Ömrü boyunca tüm tuşlara basmış, ara ara mutlu olmuş, ara ara mutsuz olmuş. Bir başarılı olmuş bir başarısız olmuş.

Hangi sebeplerin hangi sonuca vardıracağını bilmeyince,

Her seferinde baştan denemek zorunda kalır.

Tekrar nasıl elde edeceğini bilmediğinden,

Mutluyken bile, kaybetme kaygısı yaşar.

 

O sandalyeyi yaptım ve oldu. Ama nasıl yaptığıma bakmadım ki.

İlk çocuğumu olması gerektiği gibi yetiştirmişim ama nasıl yetiştirdim bilmiyorum ki.

Bir yol var, yürüyorum, varacağım yere de varıyorum ama hangi güzergahtan geldim, hatırlamıyorum ki.

Kilo aldım sonra kilo verdim. Hangi yöntemi uyguladım? Yaptım ve geçtim.

 

Tekrar yap deseler yapamam ki.

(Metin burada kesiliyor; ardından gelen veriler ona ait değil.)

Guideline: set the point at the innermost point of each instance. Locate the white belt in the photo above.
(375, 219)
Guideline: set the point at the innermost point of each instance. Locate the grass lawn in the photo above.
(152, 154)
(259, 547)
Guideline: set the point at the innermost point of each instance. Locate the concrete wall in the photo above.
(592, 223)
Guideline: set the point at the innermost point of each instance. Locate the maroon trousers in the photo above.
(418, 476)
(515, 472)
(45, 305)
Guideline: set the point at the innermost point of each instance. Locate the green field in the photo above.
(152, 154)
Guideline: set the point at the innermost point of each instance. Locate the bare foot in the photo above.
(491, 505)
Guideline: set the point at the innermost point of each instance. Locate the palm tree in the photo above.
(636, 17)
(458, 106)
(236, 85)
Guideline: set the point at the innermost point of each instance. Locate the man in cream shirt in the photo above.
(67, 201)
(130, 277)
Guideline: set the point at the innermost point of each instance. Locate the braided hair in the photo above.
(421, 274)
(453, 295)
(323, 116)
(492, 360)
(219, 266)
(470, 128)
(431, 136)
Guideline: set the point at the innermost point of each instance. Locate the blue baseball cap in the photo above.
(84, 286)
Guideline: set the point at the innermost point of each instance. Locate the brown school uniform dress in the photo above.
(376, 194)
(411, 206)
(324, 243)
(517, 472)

Anlatamam ki.

Çünkü hangi sebepler hangi sonuçlara götürdü, hiç düşünmedim ki.

Oysa sebep sonuç ilişkisi kurmalıydım hayatımda.

Sonuçları değerlendirip deneyim çıkarmalıydım en sonunda.

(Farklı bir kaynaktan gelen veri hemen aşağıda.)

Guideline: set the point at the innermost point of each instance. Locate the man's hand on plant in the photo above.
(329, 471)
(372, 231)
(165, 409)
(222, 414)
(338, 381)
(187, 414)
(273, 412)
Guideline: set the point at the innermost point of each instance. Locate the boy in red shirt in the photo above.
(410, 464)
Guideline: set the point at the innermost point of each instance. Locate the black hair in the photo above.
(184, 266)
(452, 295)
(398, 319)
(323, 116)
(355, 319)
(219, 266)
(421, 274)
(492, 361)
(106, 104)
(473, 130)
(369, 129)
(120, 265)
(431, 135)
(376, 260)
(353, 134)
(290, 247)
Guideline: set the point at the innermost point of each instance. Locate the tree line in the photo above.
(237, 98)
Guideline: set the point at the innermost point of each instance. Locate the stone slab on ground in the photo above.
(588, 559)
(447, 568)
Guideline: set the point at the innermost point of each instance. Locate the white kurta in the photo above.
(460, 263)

Böylece, sebeplerle sonuçları birbirine bağlardım. Hatalarımı azaltırdım cebimdeki deneyimlerle.

Ve insanın kendisine “iyi niyetle” yaptığı en büyük kötülük nedir?

Olumsuz sonuçlarında, kendini rahatlatmak istemesi. Sebepleri kendisinden başka yerde araması ve bulması.

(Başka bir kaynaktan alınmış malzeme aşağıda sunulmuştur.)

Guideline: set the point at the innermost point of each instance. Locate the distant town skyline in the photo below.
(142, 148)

“Oh be!” sebep etrafımdakilermiş. Sebep babammış. Sebep şu yaşadığım zamanmış. Bulunduğum ülke, doğduğum aile, evlendiğim insanmış. Yaşadıklarımın tek sorumlusu çevremmiş.

Böylece insan, tüm sebepleri başka yerlere yükler ve kendini çözümsüz bırakır.

 

Çocuğumun nankörlüğünün sebebi doğduğu çağ ise, Işimin batma sebebi sadece piyasaysa, ilişkilerde tepkiselliğimin sebebi babamın yetiştirme tarzıysa, ben neredeyim? Ben, hayatımdaki etkisiz eleman mıyım?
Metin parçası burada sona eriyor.